300 Milliarden Euro könnten europäische Unternehmen mehr einnehmen, würden alle Forderungen beglichen. Vor allem kleine Firmen leiden. Abschreibungen nehmen hierzulande zu.
Geschlagene 55 Tage vergehen derzeit im europäischen Durchschnitt, bis fällige Rechnungen beglichen sind. Der Glaube an Besserung hat die Unternehmen längst verlassen, wie eine Studie des Dienstleisters Intrum Justitia zeigt: Nur jedes zehnte von insgesamt 6000 befragten Unternehmen galubt an eine bessere Zahlungsmoral in absehbarer Zukunft. Daran ändert auch die Tatsache nicht, dass der europäische Durchschnitt im vergangenen Jahr sogar bei 57 Tagen lag.

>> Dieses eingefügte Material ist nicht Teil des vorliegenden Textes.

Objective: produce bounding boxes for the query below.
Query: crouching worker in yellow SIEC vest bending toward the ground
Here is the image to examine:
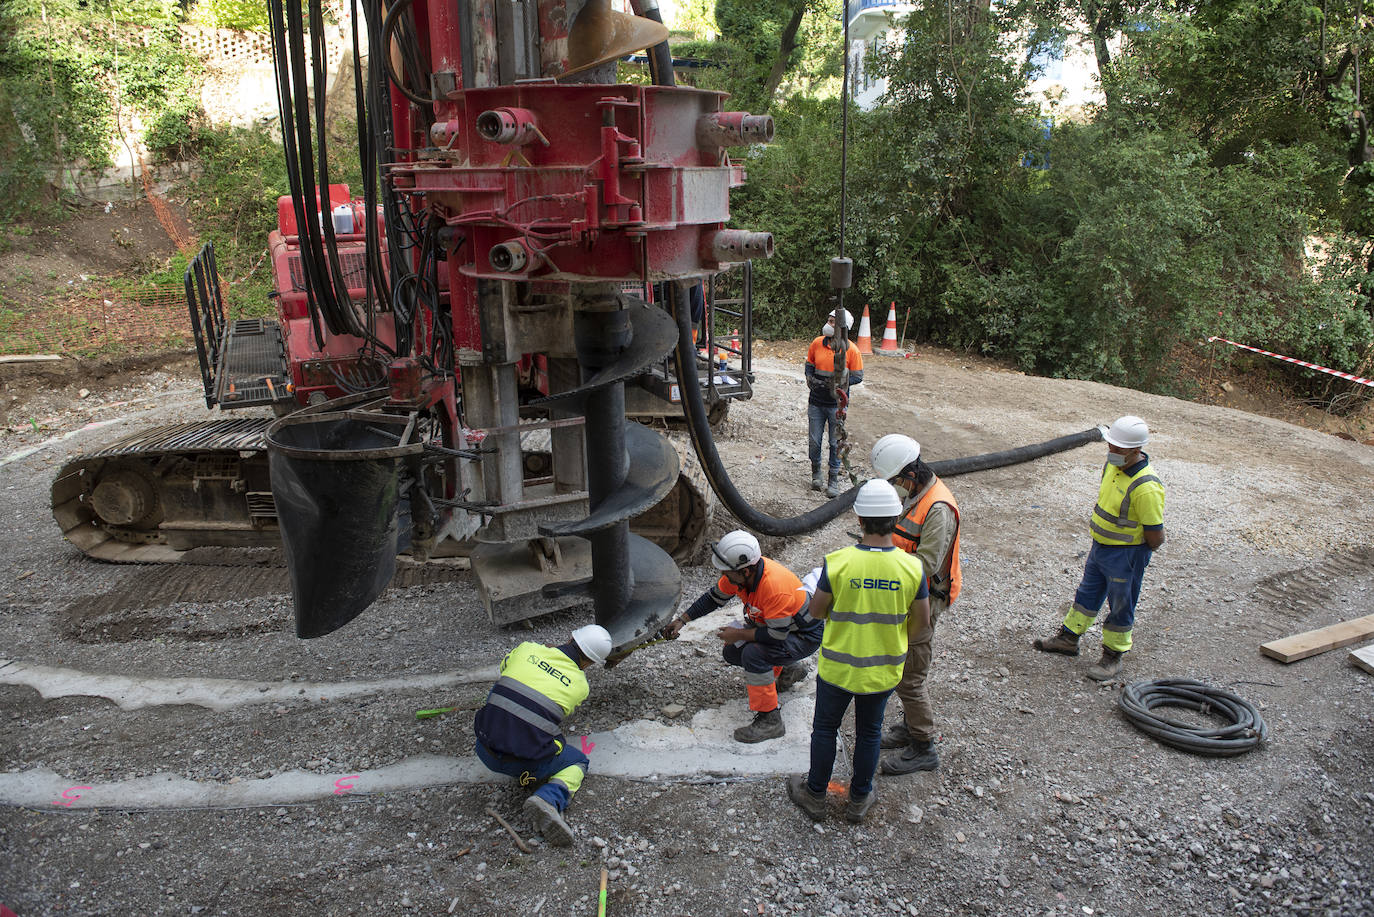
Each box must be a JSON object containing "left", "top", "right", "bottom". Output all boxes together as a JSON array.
[{"left": 473, "top": 624, "right": 611, "bottom": 847}]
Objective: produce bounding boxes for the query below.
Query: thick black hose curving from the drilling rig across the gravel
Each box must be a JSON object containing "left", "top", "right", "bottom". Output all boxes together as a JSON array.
[{"left": 672, "top": 282, "right": 1102, "bottom": 538}]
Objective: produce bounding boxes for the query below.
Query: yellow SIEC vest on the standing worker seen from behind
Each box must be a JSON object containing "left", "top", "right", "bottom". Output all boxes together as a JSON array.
[{"left": 816, "top": 547, "right": 925, "bottom": 694}]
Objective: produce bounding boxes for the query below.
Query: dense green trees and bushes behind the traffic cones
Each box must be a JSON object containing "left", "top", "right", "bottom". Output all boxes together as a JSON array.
[{"left": 738, "top": 0, "right": 1374, "bottom": 401}]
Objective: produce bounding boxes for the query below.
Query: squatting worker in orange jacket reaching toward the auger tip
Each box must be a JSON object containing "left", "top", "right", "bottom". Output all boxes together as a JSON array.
[{"left": 662, "top": 529, "right": 824, "bottom": 742}]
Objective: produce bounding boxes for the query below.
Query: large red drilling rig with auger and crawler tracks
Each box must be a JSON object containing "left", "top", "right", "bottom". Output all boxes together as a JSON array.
[{"left": 52, "top": 0, "right": 780, "bottom": 650}]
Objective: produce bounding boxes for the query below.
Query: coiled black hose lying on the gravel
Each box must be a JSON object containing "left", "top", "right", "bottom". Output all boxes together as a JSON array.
[{"left": 1117, "top": 678, "right": 1270, "bottom": 758}]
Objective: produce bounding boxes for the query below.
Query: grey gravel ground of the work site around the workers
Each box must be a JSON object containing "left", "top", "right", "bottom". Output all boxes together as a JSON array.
[{"left": 0, "top": 346, "right": 1374, "bottom": 917}]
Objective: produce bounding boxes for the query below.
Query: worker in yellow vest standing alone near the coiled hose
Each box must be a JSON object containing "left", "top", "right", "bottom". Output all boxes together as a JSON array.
[{"left": 1035, "top": 415, "right": 1164, "bottom": 682}]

"Besonders hart trifft die schlechte Zahlungsmoral kleine und mittelständische Unternehmen. Drei Prozent aller Forderungen werden hier nicht bezahlt, im Vergleich zu 2,6 Prozent insgesamt. Ausstehende Forderungen können hier schnell zu einer Gefährdung der Existenz werden", erläutert Thomas Hutter, Geschäftsführer der Intrum Justitia für die Region Deutschland, Österreich und Schweiz, die Tragweite der Situation. 52 Prozent der befragten Unternehmen sind sich zudem unsicher, ob sie die benötigten Kredite von ihren Hausbanken zur Überwindung von Engpässen oder dem Ausbau ihres Geschäfts erhalten und sehen sich auch nach Finanzierungsalternativen um.
Am schnellsten werden Rechnungen in den skandinavischen Ländern beglichen. In Finnland gehen Zahlungen im Durchschnitt mit lediglich fünf Tagen, in Schweden und Norwegen mit sieben Tagen Verspätung ein. Deutschland belegt mit zehn Tagen Verspätung einen guten dritten Platz. Das Schlusslicht in Europa bilden Griechenland mit 42 Tagen, Italien mit 49 Tagen und Portugal mit 51 Tagen Zahlungsverzögerung.